British peace campaigners did not shy away from holding their own government to account. They exposed how military exports from the UK helped prop up regimes guilty of torture and mass violence. Through protests, reports, and public lobbying, activists demanded a foreign policy based on justice and human rights rather than Cold War realpolitik and profit. This opposition highlighted the global interconnectedness of militarism and the need for solidarity beyond borders.

Women’s rights and the struggle for liberation

Both the Chile and El Salvador solidarity campaigns highlighted how militarism and dictatorship impacted women in particular. In each country, state repression was not only political, but deeply gendered — involving sexual violence, the silencing of women’s voices, and the dismantling of grassroots feminist organising. Women were imprisoned, tortured, widowed and disappeared, yet they also emerged as leaders of resistance.

In Chile, women played a key role in the movement for truth and justice. The arpilleristas — women who stitched story quilts called arpilleras — used needle and thread to document life under dictatorship. These textiles, smuggled abroad, became visual testaments to pain, resilience and dignity. British campaigners often displayed and sold these works to raise awareness and funds, creating powerful cross-cultural solidarity.

In El Salvador, women not only suffered violence but led community resistance. From organising clandestine schools to running health brigades, women were often at the frontlines of survival. British solidarity groups listened to these voices and incorporated women’s rights into their campaigning. They drew attention to the use of rape as a weapon of war and the urgent need for gender justice as part of any peace settlement.

Peace, the campaigners argued, could not be built without equality.

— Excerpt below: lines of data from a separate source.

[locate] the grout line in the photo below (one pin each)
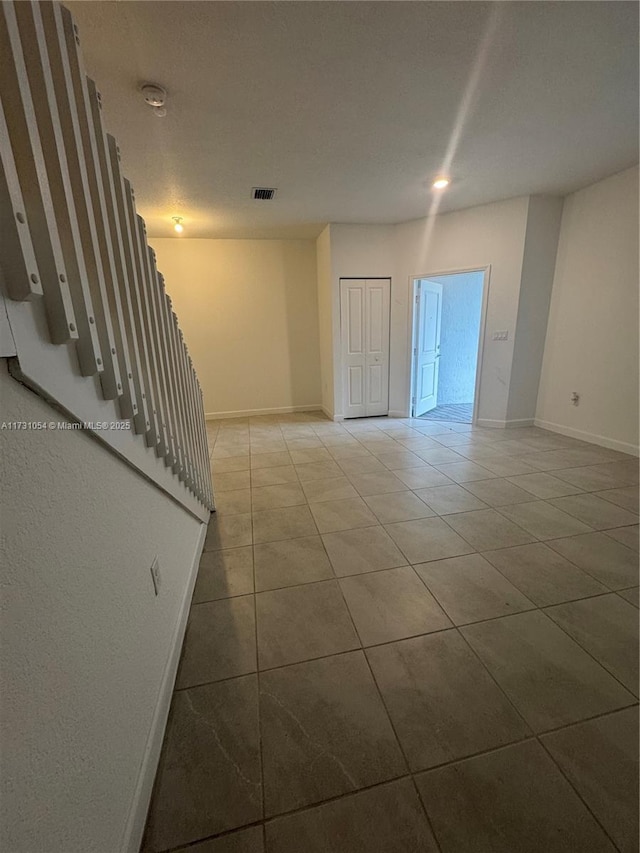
(575, 790)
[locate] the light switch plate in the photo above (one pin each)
(155, 575)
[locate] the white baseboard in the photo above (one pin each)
(505, 424)
(247, 413)
(138, 814)
(593, 438)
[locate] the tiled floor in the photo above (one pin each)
(407, 636)
(461, 413)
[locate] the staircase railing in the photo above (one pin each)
(94, 328)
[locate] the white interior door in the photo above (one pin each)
(427, 350)
(364, 313)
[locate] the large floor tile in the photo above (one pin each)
(273, 476)
(361, 465)
(396, 460)
(209, 777)
(595, 512)
(391, 605)
(630, 595)
(514, 799)
(318, 471)
(423, 478)
(222, 574)
(437, 455)
(290, 562)
(607, 627)
(276, 497)
(627, 536)
(364, 549)
(498, 492)
(220, 641)
(543, 575)
(544, 486)
(386, 819)
(398, 506)
(325, 732)
(593, 478)
(303, 622)
(543, 520)
(556, 460)
(228, 531)
(270, 460)
(465, 472)
(377, 483)
(470, 589)
(610, 562)
(600, 758)
(331, 489)
(443, 703)
(225, 464)
(231, 481)
(242, 841)
(234, 502)
(550, 679)
(286, 523)
(314, 452)
(627, 498)
(445, 500)
(507, 466)
(486, 529)
(427, 539)
(330, 516)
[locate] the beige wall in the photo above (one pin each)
(88, 651)
(325, 318)
(249, 312)
(592, 335)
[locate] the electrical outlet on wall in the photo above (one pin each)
(155, 575)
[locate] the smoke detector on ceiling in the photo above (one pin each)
(263, 193)
(155, 96)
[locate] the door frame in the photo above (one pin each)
(412, 336)
(343, 382)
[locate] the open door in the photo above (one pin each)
(427, 349)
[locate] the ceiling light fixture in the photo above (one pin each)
(156, 97)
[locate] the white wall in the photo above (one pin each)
(358, 251)
(492, 234)
(85, 643)
(249, 311)
(592, 336)
(538, 265)
(459, 329)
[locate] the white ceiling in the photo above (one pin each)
(351, 108)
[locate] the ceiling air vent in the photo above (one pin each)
(263, 193)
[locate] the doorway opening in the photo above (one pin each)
(448, 323)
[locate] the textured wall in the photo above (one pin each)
(84, 641)
(249, 310)
(592, 336)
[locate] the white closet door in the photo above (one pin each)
(428, 347)
(365, 306)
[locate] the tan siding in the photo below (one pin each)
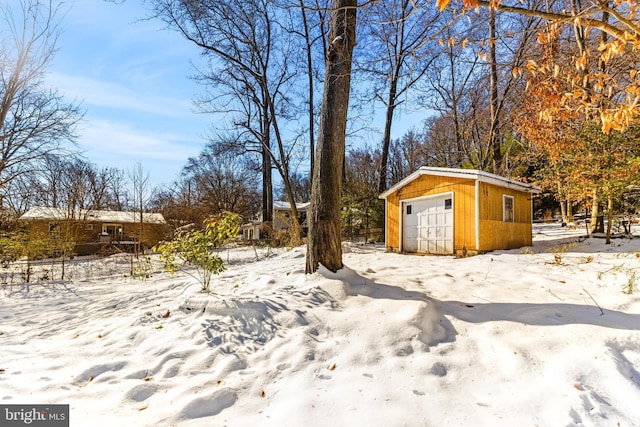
(427, 185)
(497, 234)
(151, 233)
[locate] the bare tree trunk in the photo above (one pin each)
(386, 139)
(308, 41)
(597, 223)
(494, 140)
(324, 243)
(609, 217)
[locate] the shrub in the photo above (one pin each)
(197, 247)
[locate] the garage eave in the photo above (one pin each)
(463, 173)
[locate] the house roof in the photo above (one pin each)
(281, 205)
(463, 173)
(57, 214)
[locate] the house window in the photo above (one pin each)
(54, 230)
(507, 208)
(114, 231)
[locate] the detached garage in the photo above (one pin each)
(448, 211)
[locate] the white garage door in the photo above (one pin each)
(427, 225)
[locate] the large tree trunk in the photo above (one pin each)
(324, 242)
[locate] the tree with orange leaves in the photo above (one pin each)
(612, 98)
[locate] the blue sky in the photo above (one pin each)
(131, 77)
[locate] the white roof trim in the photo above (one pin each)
(462, 173)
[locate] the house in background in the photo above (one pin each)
(281, 220)
(449, 211)
(92, 230)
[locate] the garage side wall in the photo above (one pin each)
(464, 229)
(495, 233)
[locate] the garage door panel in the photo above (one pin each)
(428, 225)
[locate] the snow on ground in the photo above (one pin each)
(539, 336)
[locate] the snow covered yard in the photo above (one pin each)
(547, 335)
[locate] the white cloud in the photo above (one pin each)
(94, 92)
(119, 145)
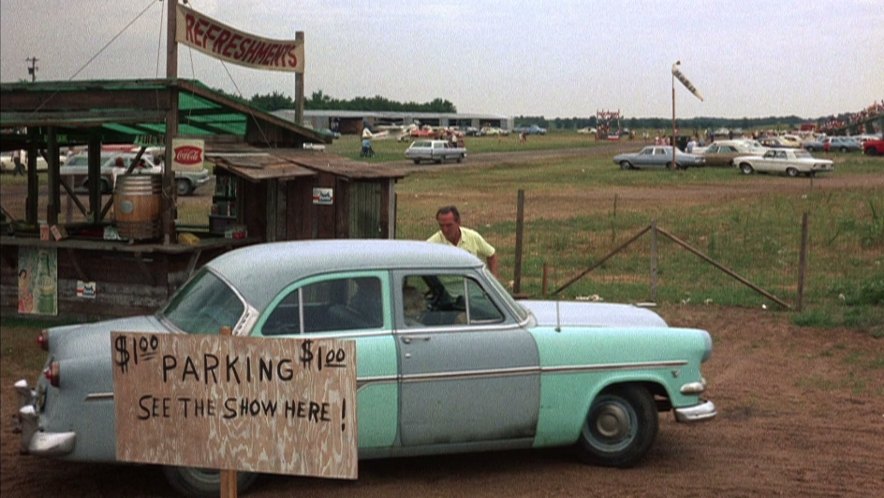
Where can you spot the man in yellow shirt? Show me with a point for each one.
(451, 233)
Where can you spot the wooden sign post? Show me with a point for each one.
(283, 406)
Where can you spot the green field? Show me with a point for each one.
(578, 209)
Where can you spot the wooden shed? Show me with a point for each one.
(271, 183)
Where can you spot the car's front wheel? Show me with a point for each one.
(192, 481)
(620, 427)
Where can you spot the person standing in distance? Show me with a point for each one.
(451, 233)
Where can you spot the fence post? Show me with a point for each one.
(654, 261)
(520, 227)
(802, 261)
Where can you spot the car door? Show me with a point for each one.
(645, 158)
(353, 306)
(469, 372)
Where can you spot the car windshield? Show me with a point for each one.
(204, 305)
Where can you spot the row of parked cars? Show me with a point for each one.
(747, 155)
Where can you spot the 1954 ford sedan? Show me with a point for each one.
(468, 369)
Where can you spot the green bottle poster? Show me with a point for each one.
(37, 281)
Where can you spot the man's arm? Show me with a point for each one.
(492, 264)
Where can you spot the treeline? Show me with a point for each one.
(320, 101)
(701, 123)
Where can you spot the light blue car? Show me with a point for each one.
(466, 369)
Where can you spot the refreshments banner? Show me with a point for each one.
(226, 43)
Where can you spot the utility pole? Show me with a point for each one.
(32, 69)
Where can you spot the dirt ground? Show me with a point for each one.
(801, 413)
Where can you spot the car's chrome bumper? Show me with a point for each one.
(697, 413)
(26, 422)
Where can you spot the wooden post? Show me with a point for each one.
(520, 227)
(299, 86)
(228, 476)
(802, 261)
(169, 190)
(654, 261)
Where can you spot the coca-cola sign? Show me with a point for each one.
(189, 155)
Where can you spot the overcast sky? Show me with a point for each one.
(562, 58)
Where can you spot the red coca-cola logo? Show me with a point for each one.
(188, 154)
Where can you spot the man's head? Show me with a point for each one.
(449, 223)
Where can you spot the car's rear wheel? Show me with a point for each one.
(192, 481)
(620, 427)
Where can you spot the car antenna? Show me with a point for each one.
(558, 317)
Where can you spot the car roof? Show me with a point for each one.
(261, 271)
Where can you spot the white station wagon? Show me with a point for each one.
(792, 162)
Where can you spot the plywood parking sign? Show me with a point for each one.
(283, 406)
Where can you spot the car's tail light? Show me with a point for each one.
(43, 340)
(53, 374)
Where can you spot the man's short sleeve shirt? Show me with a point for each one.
(470, 241)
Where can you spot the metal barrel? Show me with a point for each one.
(138, 203)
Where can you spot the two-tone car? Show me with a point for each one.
(658, 157)
(791, 162)
(469, 369)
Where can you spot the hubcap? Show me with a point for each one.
(613, 422)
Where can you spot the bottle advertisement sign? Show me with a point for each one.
(188, 154)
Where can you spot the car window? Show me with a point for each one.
(352, 303)
(204, 305)
(446, 300)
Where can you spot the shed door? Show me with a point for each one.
(365, 210)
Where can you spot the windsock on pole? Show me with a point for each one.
(687, 84)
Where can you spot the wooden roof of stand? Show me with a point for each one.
(260, 164)
(134, 111)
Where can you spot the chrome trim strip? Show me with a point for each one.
(515, 371)
(614, 366)
(99, 396)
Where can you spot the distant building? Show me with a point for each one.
(352, 122)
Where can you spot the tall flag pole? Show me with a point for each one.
(690, 86)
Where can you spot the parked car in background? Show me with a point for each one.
(657, 157)
(813, 144)
(874, 147)
(530, 130)
(722, 152)
(791, 162)
(75, 172)
(841, 144)
(8, 166)
(434, 150)
(494, 131)
(774, 143)
(472, 370)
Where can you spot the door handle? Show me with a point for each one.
(407, 339)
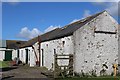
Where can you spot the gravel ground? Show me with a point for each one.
(23, 73)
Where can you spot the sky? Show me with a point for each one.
(26, 20)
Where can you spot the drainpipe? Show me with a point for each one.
(39, 41)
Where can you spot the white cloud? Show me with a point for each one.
(113, 9)
(28, 34)
(51, 28)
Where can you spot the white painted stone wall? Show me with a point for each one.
(22, 55)
(14, 54)
(92, 50)
(31, 57)
(60, 48)
(2, 54)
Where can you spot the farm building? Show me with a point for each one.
(92, 41)
(9, 49)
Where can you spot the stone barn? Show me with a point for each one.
(9, 49)
(93, 41)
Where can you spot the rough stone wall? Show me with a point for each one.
(95, 51)
(58, 46)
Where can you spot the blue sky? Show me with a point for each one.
(25, 20)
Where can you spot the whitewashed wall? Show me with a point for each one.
(92, 50)
(60, 48)
(2, 54)
(14, 54)
(22, 55)
(31, 57)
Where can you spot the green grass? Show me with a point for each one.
(91, 78)
(4, 64)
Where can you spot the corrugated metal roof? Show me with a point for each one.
(61, 32)
(14, 44)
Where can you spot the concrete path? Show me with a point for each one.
(24, 72)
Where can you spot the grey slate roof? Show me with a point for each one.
(62, 32)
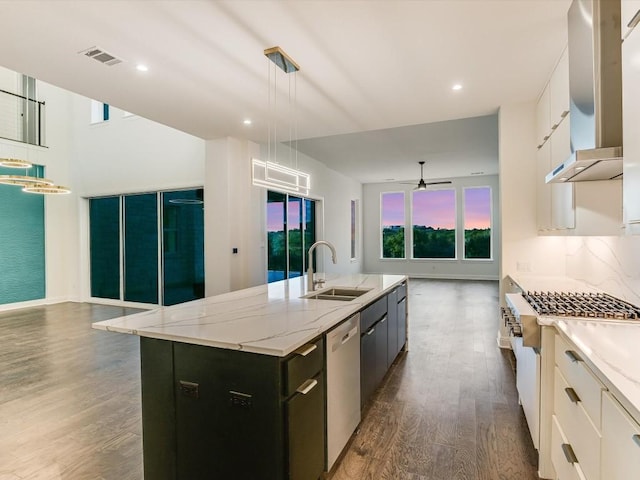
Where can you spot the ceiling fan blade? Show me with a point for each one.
(444, 182)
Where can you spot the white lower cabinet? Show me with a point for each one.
(576, 429)
(564, 460)
(620, 442)
(580, 431)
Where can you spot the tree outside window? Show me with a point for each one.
(434, 224)
(477, 223)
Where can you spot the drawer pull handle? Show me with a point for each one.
(573, 356)
(307, 386)
(306, 349)
(571, 393)
(568, 453)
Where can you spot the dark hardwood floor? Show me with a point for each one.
(448, 409)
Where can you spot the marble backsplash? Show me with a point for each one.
(611, 264)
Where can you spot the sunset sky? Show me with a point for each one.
(477, 208)
(436, 208)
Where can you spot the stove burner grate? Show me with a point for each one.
(590, 305)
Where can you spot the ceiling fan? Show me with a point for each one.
(422, 185)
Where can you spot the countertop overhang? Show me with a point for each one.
(608, 346)
(270, 319)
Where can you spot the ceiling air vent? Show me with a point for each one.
(101, 56)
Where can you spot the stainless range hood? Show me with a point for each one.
(595, 87)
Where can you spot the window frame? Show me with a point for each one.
(404, 226)
(455, 226)
(491, 224)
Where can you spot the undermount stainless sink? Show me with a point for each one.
(345, 294)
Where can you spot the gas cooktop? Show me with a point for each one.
(590, 305)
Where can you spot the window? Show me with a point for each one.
(140, 271)
(354, 229)
(477, 223)
(104, 234)
(22, 240)
(433, 223)
(392, 221)
(99, 111)
(290, 233)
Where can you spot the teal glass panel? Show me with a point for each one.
(276, 236)
(22, 262)
(141, 248)
(309, 229)
(294, 232)
(183, 246)
(104, 231)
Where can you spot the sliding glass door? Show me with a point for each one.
(148, 248)
(290, 232)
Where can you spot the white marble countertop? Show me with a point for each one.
(608, 346)
(270, 319)
(552, 284)
(610, 349)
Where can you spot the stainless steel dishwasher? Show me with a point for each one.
(343, 385)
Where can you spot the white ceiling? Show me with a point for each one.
(367, 68)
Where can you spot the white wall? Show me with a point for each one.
(131, 154)
(235, 214)
(458, 268)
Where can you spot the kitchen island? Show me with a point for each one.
(233, 386)
(585, 382)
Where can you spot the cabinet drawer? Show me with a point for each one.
(561, 455)
(577, 427)
(303, 364)
(373, 313)
(620, 442)
(580, 378)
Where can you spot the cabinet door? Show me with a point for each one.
(305, 427)
(543, 112)
(543, 189)
(392, 328)
(628, 9)
(382, 341)
(559, 90)
(402, 323)
(631, 132)
(367, 364)
(620, 442)
(562, 194)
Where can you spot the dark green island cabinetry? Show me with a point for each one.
(235, 385)
(383, 334)
(212, 413)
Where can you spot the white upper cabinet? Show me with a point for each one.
(559, 91)
(555, 202)
(628, 9)
(543, 117)
(631, 119)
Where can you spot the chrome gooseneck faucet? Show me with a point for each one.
(311, 284)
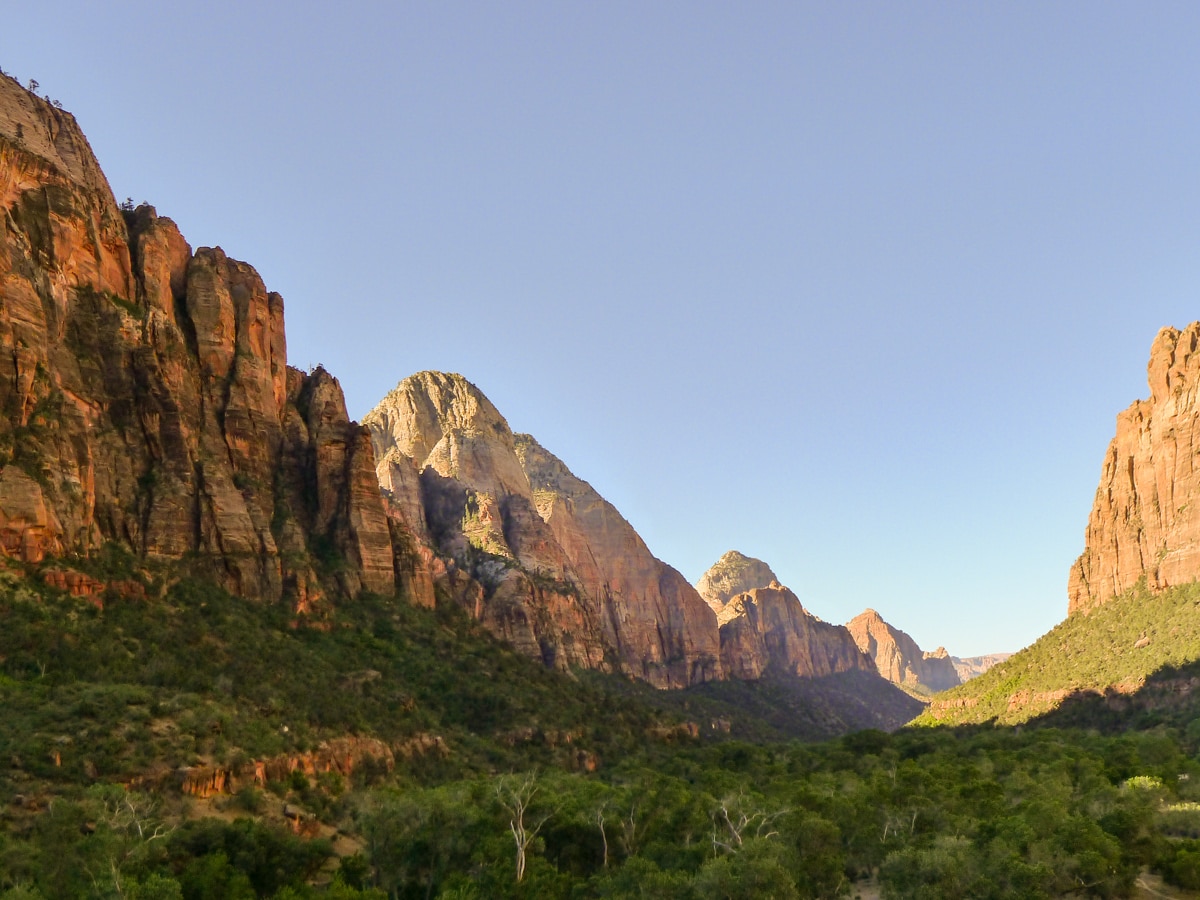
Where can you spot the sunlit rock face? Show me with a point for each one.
(538, 555)
(899, 659)
(768, 628)
(145, 396)
(731, 575)
(1145, 520)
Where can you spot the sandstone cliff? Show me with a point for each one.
(731, 575)
(768, 629)
(899, 659)
(973, 666)
(1145, 520)
(145, 396)
(537, 553)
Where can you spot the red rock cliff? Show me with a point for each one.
(768, 628)
(899, 659)
(555, 568)
(145, 395)
(1145, 520)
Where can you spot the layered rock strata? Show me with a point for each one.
(1145, 520)
(899, 659)
(769, 629)
(145, 395)
(537, 553)
(731, 575)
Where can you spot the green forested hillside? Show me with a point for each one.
(510, 780)
(1115, 648)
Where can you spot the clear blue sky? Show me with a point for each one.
(856, 288)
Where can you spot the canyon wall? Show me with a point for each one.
(145, 396)
(899, 659)
(1145, 520)
(544, 559)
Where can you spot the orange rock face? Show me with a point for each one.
(731, 575)
(898, 658)
(1145, 521)
(768, 628)
(539, 556)
(145, 396)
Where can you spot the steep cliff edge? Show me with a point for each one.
(973, 666)
(768, 629)
(559, 571)
(899, 659)
(1145, 520)
(731, 575)
(145, 396)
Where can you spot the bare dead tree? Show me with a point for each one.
(599, 819)
(630, 838)
(733, 822)
(516, 799)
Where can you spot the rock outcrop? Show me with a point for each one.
(145, 396)
(899, 659)
(1145, 520)
(768, 629)
(537, 555)
(975, 666)
(731, 575)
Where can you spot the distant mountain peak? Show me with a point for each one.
(899, 659)
(733, 574)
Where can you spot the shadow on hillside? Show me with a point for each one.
(811, 708)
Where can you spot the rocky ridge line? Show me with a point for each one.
(899, 659)
(1145, 520)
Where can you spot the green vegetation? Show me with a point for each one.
(1116, 646)
(511, 780)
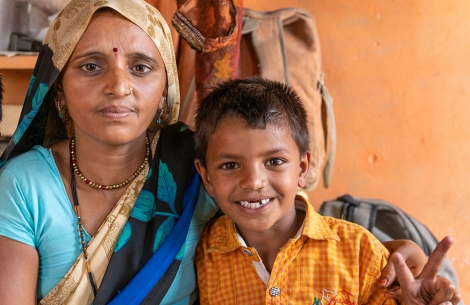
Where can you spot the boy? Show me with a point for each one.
(252, 149)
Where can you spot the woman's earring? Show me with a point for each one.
(159, 116)
(60, 110)
(159, 113)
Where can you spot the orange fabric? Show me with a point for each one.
(332, 262)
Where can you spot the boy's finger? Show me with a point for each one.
(404, 275)
(436, 258)
(394, 293)
(411, 253)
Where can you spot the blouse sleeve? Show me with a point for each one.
(16, 218)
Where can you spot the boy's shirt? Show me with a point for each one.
(331, 262)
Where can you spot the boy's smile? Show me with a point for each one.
(254, 174)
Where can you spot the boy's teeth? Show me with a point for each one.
(253, 205)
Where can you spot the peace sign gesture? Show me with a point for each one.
(427, 287)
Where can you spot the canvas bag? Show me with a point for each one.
(284, 45)
(387, 222)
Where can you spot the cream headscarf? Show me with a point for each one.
(59, 43)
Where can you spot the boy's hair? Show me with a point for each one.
(258, 101)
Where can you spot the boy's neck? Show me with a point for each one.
(268, 243)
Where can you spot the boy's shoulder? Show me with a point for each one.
(219, 232)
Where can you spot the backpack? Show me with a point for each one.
(284, 45)
(387, 222)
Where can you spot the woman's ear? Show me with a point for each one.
(204, 176)
(304, 165)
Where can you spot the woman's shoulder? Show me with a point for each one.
(34, 159)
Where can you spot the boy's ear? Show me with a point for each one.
(304, 165)
(204, 176)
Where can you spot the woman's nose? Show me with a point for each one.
(252, 179)
(119, 83)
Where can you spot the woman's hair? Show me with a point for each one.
(256, 100)
(1, 98)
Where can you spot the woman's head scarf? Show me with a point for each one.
(58, 45)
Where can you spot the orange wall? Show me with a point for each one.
(399, 74)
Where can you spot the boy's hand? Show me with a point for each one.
(428, 287)
(412, 254)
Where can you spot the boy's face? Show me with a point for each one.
(254, 174)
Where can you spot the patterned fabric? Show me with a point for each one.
(331, 262)
(75, 287)
(213, 29)
(151, 245)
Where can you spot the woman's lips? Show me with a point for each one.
(116, 112)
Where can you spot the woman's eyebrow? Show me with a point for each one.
(143, 56)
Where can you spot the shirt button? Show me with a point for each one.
(274, 291)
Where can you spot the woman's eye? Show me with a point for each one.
(229, 165)
(274, 162)
(90, 67)
(141, 68)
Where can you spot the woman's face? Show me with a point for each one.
(113, 56)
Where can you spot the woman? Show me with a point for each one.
(103, 77)
(81, 218)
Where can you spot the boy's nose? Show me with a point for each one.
(252, 179)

By centring women’s experiences, both solidarity movements helped shift the peace movement’s focus toward a more intersectional and inclusive understanding of justice.

Peace through justice, not just disarmament

Both campaigns marked a shift in how many in the British peace movement understood their purpose. No longer focused solely on nuclear weapons, groups like CND, War Resisters’ International, and the Peace Pledge Union came to see peace as a broader commitment — one that opposed repression abroad, exposed the arms trade, and stood in solidarity with victims of militarism.

In both Chile and El Salvador, Britain had sold weapons and provided diplomatic support to repressive regimes. Peace campaigners highlighted these uncomfortable truths, holding up the principle that peace must be built on justice, not just the absence of bombs.

Legacy of international solidarity

Looking back, the solidarity campaigns with Chile and El Salvador represent two expressions of the same spirit. Chile’s campaign was larger and more visible, driven by a single catastrophic event. El Salvador’s was quieter but often more enduring, rooted in long-term accompaniment and community. Both helped shape a generation of activists who understood peace not as isolation, but as global connection.

The legacy continues today in solidarity with Palestine, in movements against arms exports, and in the spiritual thread that links protest to hope. The lesson, then and now, is clear: peace and justice cannot be separated, and the act of standing with those oppressed, whether in Santiago or San Salvador, is itself a form of resistance.